As, I mentioned ; I did that already here's what I ended up with.
$ln7 * 1/8a$
Hence,that's why am asking for the solution

I make it $\displaystyle \frac{1}{4a}\ln\left(\frac{17}{2}\right)$

As BobbJo said, posting full solutions is against forum rules. Post your working if you'd like someone to check it.

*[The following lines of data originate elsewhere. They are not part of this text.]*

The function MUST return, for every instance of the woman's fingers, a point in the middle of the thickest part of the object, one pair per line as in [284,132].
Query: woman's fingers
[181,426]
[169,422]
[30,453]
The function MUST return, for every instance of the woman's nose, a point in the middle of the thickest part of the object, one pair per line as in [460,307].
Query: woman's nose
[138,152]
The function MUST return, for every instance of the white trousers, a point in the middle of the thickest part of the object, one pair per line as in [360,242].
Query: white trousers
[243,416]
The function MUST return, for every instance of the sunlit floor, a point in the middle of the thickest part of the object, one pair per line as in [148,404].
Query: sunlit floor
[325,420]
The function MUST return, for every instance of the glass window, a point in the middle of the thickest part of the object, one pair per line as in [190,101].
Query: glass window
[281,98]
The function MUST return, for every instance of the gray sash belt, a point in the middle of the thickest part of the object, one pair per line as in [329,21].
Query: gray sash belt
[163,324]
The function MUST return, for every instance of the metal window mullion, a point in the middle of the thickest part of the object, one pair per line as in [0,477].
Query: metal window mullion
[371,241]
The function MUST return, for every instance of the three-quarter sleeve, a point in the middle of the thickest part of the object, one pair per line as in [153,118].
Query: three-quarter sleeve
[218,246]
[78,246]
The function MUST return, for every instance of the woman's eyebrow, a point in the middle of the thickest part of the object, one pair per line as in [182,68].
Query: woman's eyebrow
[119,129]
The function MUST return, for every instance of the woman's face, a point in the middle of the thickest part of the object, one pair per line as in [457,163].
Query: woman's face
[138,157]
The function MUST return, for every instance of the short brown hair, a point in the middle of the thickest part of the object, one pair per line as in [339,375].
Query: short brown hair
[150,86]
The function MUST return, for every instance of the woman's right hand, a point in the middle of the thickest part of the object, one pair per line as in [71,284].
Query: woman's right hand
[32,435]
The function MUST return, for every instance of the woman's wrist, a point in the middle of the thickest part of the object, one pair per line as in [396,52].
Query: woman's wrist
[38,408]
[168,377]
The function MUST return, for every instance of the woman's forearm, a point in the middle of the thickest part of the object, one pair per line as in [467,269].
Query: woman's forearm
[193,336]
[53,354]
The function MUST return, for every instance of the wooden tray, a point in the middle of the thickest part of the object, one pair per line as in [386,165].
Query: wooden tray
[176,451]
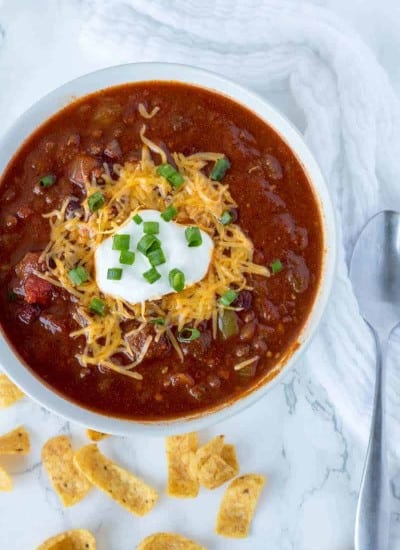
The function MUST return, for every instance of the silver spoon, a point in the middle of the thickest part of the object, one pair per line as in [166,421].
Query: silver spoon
[375,275]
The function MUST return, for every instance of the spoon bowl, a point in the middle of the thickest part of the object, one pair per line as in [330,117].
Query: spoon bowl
[375,275]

Here's how I approached it.
Find
let $u=a^5+ax^4$
Therefore, $du=4ax^3 dx$
, $dx$ = $\frac{1}{4ax^3}$ $du$
, $x^3 dx$ =$\frac{1}{4a}$ $du$
We will define the boundaries later, integrating:
$\displaystyle \int\frac{x^3}{u}$ $dx$
Since $x^3 dx$ =$\frac{1}{4a}$ $du$
$\displaystyle \int\frac{1}{u}$ * $\frac{1}{4a}$ $du$
Integrating we get;
$ln|u|$ * $\frac{u}{4a}$

Re-defining the limits as we are dealing with $u$;
Since $u=a^5+ax^4$
Where $x$=a, $u$=$2a^5$
,Where $x$=2a, $u$=$17a^5$
So your definite integral will look like this:$\displaystyle \int_{2a^5}^{17a^5}$
Subtracting "$\mathrm{After \ substantiating \ in \ value \ got \ from \ the\ integration }$" the upper limit from the lower limit will result in $\frac{15a^4}{4}$ * $ln\frac{17}{2}$
However, the answer I got is incorrect , point out the mistake.
Thanks.

$\displaystyle \int\frac{1}{u}$ * $\frac{1}{4a}$ $du$
Integrating we get;
$ln|u|$ * $\frac{u}{4a}$


Thanks.

You seem to have acquired an extra "u".

Should be $\displaystyle\ln |u|\times \frac{1}{4a}$



Aside from going wrong earlier, if you had continued along this path, you'd have ended up with:

$\displaystyle \frac{17a^4}{4}\ln 17 - \frac{2a^4}{4}\ln 2$ which doesn't simplify to what you put.

The integration there is incorrect. $\displaystyle \int \dfrac{\mathrm{d}u}{4au} = \frac{1}{4a}\ln|u|$

I haven't worked through the rest of the question, but does that solve your problem?

I see, Thanks. However, in integrating:
$\displaystyle\int\ \frac{1}{u}*\frac{1}{4a}$ $dx$
Why multypling them then integrating? and why not integrating $\frac{1}{u}$ then integrating $\frac{1}{4a}$ as a constant? to be $\frac{u}{4a}$ As this what I did (How I ended up with the extra $u$)

I see, Thanks. However, in integrating:
$\displaystyle\int\ \frac{1}{u}*\frac{1}{4a}$ $dx$
Why multypling them then integrating? and why not integrating $\frac{1}{u}$ then integrating $\frac{1}{4a}$ as a constant? to be $\frac{u}{4a}$ As this what I did (How I ended up with the extra $u$)

Well, 1/4a is just a constant, you can pull it out of the integral.

$\displaystyle \int \frac{1}{4a}\times \frac{1}{u}\; du = \frac{1}{4a}\int\frac{1}{u}\; du$

If you're going to try treat it as a function of u, then you're trying to integrate a product of two functions, in which case you need to use integration by parts. It's massive overkill, but you might find it useful as an exercise to do it that way.

There is no justfitication for integating the product of two functions one at a time and multiplying them. If there were you could have, for example:

$\displaystyle\int x^2\;dx = \int x \times x \;dx = \frac{x^2}{2}\times\frac{x^2}{2}= \frac{x^4}{4}$ which is clearly WRONG.

When you integrate a function multiplied by a constant, you just integrate the function itself and leave the constant multiple unaffected.

eg $\displaystyle \int 5a \times u \ \mathrm{d}u = 5a \times \frac{1}{2}u^2 = \frac{5}{2}au^2 + k$

where $a$ and $k$ are constants.

This example is no different.

As, I mentioned ; I did that already here's what I ended up with.
$ln7 * 1/8a$
Hence,that's why am asking for the solution

I'm not sure where you mentioned that. I must be blind. I feel bad that I can't read minds.